Barrister calls for urgent meetings on judicial discrimination and bias
Government leading review into over-representation of BAME groups in criminal justice system
The chair of the Society of Black Lawyers (SBL) has called for urgent meetings with Black, Asian, and minority ethnic (BAME) judges and magistrates to tackle the issue of judicial discrimination and bias.
In a letter to David Lammy MP, who is leading an independent review into over-representation of BAME groups in the criminal justice system, Peter Herbert OBE told of the organisation's fear over the treatment of its members and communities.
Herbert has asked for meetings to be conducted under the Chatham House Rules to ensure complete confidentiality, given the reluctance of members to share their thoughts and experiences.
The barrister anticipates that all BAME legal groups and other such groups will have an opportunity to express a view and put forward a joint position on solutions to the problem.
In January, the prime minister, David Cameron, announced that Lammy would run the investigation into why black people are more likely to be handed a custodial sentence compared to their white counterparts.
The evidence-based review will look at the way the criminal justice system deals with young people and adults from BAME backgrounds while addressing issues arising from the Crown Prosecution Service, including the court system, prisons, and young offender institutions.
As of March 2016, 26 per cent of the prison population - 21,879 people - were from a minority ethnic group. Black prisoners accounted for 12 per cent, or 10,459, of all inmates and just under half of all ethnic minority prisoners.
Last year, the Lord Chief Justice, Lord Thomas of Cwmgiedd, said a more diverse judiciary would increase public confidence in the judicial system as he denounced a failure to attract enough people from BAME communities. Lady Hale, the deputy president of the Supreme Court echoed his views and called for the UK's highest court to appoint justices with a 'wider range of experience'.

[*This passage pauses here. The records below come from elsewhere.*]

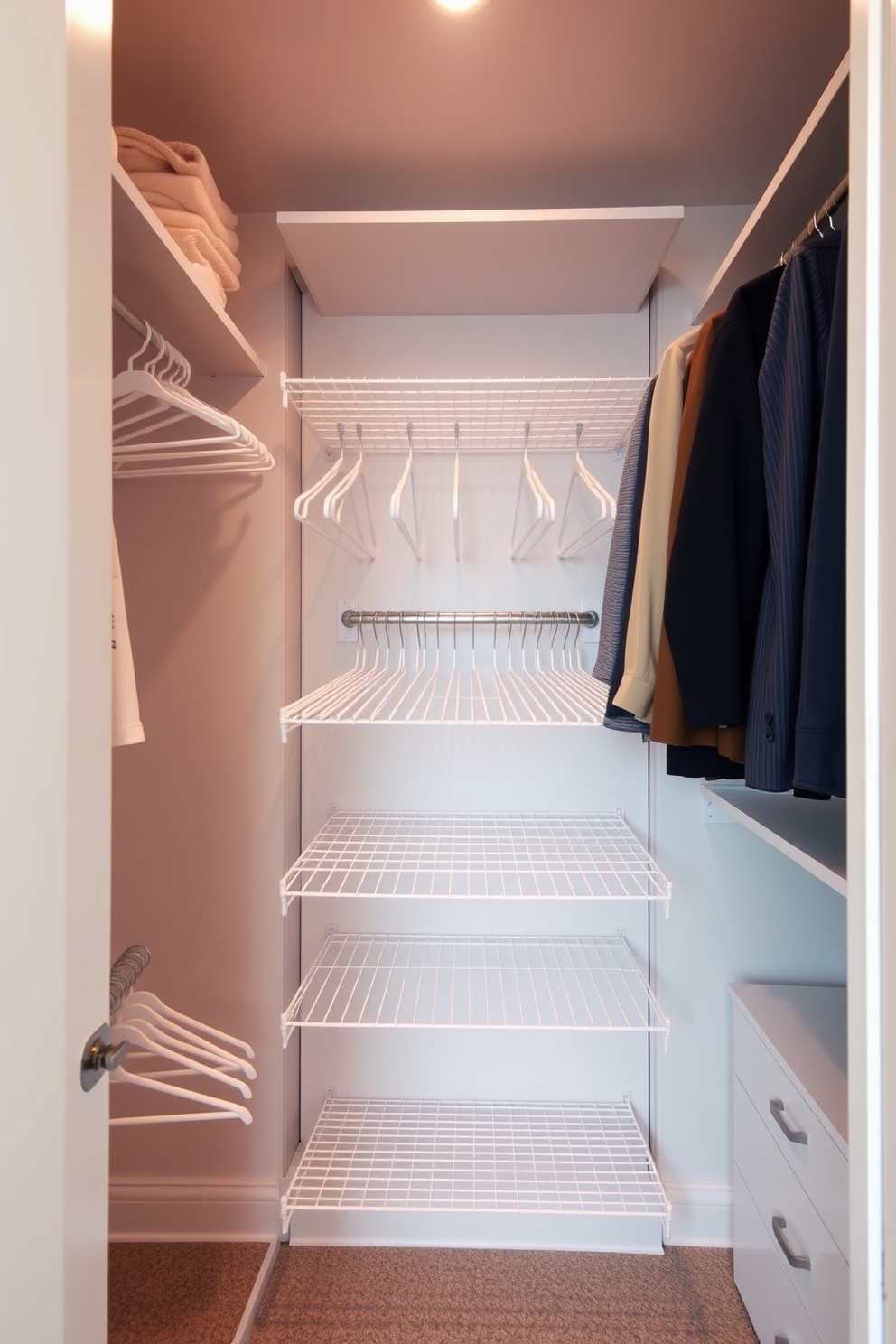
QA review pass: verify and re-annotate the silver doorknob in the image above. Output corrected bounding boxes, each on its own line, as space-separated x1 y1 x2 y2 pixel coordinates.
80 1022 130 1091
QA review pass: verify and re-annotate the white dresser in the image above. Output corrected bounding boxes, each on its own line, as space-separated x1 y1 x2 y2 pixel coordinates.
730 985 849 1344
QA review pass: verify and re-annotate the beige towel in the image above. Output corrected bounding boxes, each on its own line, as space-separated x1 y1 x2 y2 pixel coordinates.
187 259 227 308
165 227 239 293
152 206 243 279
114 126 237 229
129 172 239 253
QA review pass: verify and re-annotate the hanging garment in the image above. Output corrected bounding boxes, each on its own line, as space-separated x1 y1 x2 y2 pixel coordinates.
612 328 697 723
745 234 840 793
664 269 782 728
111 528 145 747
593 378 657 684
794 229 846 798
593 378 657 733
650 304 742 779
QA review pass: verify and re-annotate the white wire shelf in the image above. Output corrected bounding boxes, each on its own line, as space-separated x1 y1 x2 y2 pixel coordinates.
279 641 607 742
281 933 670 1049
279 812 672 915
281 375 648 453
281 1098 672 1237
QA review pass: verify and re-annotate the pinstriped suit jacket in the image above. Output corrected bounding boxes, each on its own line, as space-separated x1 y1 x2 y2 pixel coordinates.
745 234 840 793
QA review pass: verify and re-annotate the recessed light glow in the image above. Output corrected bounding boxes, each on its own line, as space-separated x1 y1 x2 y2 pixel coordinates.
430 0 485 14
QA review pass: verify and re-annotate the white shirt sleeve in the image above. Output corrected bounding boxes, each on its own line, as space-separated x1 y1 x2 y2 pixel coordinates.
111 528 145 747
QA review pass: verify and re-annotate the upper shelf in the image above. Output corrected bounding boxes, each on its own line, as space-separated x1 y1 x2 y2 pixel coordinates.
276 206 684 317
693 52 849 324
281 375 648 453
111 159 265 378
700 784 846 896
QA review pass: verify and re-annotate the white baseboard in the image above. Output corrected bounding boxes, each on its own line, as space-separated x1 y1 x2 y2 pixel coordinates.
662 1181 733 1246
108 1180 279 1242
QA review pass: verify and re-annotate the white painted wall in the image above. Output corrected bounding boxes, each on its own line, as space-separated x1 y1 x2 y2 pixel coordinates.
0 0 111 1344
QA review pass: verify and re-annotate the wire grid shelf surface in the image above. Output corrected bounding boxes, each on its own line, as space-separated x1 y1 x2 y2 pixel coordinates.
281 933 669 1044
279 644 618 741
281 378 648 453
281 1098 672 1237
281 812 672 914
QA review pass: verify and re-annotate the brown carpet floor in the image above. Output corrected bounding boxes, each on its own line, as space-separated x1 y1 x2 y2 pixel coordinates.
250 1246 756 1344
108 1242 267 1344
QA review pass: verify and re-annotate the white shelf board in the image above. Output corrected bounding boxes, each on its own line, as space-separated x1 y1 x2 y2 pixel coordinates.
700 784 846 896
276 206 684 317
281 933 669 1046
111 159 265 378
279 656 607 742
281 1098 672 1243
693 52 849 324
281 812 672 914
281 377 648 454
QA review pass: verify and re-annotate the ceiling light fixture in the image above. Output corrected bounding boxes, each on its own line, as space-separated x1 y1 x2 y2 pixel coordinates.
430 0 486 14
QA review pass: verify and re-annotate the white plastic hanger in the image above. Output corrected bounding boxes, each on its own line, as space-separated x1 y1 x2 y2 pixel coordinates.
323 425 376 560
510 422 556 560
557 425 617 560
108 1052 253 1125
389 424 421 560
116 1000 258 1080
113 1019 253 1099
111 324 274 476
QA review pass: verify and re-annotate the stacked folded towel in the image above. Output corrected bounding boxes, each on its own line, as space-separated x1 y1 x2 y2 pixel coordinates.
114 126 240 303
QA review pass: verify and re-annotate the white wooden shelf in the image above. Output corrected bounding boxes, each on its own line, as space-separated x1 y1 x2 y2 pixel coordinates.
111 159 265 378
693 52 849 324
700 784 846 896
276 206 684 317
281 375 648 454
281 933 670 1047
281 1098 672 1240
279 812 672 914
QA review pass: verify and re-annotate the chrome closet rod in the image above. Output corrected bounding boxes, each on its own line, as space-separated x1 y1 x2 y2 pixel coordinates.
108 942 151 1013
111 294 163 350
342 609 601 629
780 173 849 266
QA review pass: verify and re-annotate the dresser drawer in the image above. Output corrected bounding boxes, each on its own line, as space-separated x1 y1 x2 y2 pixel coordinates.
733 1079 849 1344
733 1167 821 1344
733 1005 849 1259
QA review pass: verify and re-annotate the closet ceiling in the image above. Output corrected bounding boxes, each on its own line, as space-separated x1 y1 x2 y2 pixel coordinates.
114 0 849 212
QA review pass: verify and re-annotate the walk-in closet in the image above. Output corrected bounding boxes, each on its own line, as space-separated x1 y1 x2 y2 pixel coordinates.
0 0 896 1344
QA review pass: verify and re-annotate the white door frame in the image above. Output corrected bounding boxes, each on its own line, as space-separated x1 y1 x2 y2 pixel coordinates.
0 0 111 1344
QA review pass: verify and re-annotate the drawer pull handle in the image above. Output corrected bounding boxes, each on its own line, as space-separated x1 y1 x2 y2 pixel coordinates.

Speaking at the University of Birmingham last November, the baroness said that 15 lawyers sworn in as lords of appeal or justices of the Supreme Court have been white men, with the majority enjoying privileged educations and careers.
Furthermore, despite a rise in the number of BAME applicants for promotion to Queen's Counsel in 2015/16, only nine out of 32 applicants were successful. Only ten were elected from a pool of 24 the year before.
However, the number of BAME groups among practising solicitors in 2015 stood at 15.5 per cent, more than doubling since 2000, according to the Law Society's annual statistics report.
The call for evidence has offered the public the opportunity to contribute to the review. Lammy is expected to report on the findings and submit the findings to the Ministry of Justice by spring 2017.